In parallel, the same organisation ran business email compromise (BEC) attacks – impersonating vendors, lawyers or executives to trick companies into wiring funds to fraudulent accounts. The proceeds were then laundered back to West Africa through a layered system of accounts designed to obscure the trail.
Van Yeboah was not a peripheral figure. He is accused of personally conducting romance scam communications – inhabiting fake personas for extended periods, maintaining the emotional deception required to keep victims engaged and financially compliant.
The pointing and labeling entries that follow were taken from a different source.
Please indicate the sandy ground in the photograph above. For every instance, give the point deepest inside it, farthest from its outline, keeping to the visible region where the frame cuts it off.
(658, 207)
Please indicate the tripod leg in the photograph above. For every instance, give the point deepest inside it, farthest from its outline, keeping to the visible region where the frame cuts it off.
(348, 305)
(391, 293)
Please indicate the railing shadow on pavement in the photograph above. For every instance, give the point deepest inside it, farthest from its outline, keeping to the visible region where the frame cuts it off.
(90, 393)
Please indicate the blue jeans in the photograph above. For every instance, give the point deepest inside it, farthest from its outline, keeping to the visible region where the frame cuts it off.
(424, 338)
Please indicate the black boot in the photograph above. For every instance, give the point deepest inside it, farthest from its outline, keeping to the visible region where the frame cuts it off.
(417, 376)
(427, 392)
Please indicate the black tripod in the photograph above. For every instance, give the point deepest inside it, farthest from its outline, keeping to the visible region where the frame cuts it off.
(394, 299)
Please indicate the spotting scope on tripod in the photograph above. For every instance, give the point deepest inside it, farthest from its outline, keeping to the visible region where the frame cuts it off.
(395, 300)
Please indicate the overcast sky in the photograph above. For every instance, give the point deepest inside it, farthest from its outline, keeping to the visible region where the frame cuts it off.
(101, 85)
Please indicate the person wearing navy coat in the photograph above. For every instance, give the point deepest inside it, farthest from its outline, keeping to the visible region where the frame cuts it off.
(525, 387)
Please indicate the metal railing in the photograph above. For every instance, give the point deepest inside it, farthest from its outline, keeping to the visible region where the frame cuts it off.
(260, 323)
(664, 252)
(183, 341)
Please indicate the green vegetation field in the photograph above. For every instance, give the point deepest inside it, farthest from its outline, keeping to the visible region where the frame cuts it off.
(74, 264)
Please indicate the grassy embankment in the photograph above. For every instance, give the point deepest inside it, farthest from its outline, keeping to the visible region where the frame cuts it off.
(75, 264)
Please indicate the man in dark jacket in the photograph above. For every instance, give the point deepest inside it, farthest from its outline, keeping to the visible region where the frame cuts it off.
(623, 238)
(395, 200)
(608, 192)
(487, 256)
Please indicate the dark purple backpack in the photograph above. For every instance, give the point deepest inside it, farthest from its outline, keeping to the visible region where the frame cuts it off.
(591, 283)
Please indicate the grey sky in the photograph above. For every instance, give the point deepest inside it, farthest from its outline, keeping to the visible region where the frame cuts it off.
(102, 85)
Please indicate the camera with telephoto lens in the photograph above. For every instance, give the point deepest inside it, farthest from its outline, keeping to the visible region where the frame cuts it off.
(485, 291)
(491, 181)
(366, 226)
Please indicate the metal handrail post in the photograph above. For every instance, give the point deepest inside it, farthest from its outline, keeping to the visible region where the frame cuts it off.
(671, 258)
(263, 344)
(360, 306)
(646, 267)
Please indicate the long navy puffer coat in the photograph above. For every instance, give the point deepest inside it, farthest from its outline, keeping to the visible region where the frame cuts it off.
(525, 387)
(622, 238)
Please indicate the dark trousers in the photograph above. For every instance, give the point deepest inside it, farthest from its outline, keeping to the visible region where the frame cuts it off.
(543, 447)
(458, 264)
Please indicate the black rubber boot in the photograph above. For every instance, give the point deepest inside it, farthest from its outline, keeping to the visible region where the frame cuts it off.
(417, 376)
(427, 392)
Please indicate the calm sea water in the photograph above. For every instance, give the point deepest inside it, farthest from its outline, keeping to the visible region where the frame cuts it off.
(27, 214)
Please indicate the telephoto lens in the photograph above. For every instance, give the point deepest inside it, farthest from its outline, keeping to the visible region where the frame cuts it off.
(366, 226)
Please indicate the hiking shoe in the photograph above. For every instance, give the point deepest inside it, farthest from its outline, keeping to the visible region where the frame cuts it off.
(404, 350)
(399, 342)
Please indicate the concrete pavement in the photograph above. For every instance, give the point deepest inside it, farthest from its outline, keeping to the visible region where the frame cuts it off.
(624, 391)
The case is a damaging headline for Ghana and for the African continent’s broader ambition to be taken seriously as a digital economy. Cyber fraud originating in West Africa – commonly labelled “sakawa” in Ghana – has for years undermined trust in African digital commerce and tainted the reputation of millions of law-abiding nationals abroad.
Ghana’s cooperation with US investigators – credited by prosecutors and the Department of Justice’s Office of International Affairs – is, however, a signal that Accra is willing to hold its own criminals to account. Van Yeboah was extradited to the United States in August 2025.
US Attorney Jay Clayton, who also serves as Chairman of the US Securities and Exchange Commission, was unsparing in his remarks. He urged Americans to exercise vigilance on dating platforms and warned against sending money to anyone encountered online – “especially if it seems too good to be true.”
Van Yeboah is scheduled for sentencing on 3 June 2026. Beyond imprisonment, he has agreed to pay full restitution of $10,149,429.17 – a sum representing the shattered savings and broken hearts of the people he deceived.
The prosecution is being handled by Assistant US Attorneys Kevin Mead and Mitzi Steiner of the Office’s Complex Frauds and Cybercrime Unit, with investigative credit going to the Federal Bureau of Investigation.
For the dozens of victims – many elderly, many now financially ruined – Thursday’s guilty plea offers some measure of accountability. For the continent, it is a reminder that the crimes of the few carry consequences for the many.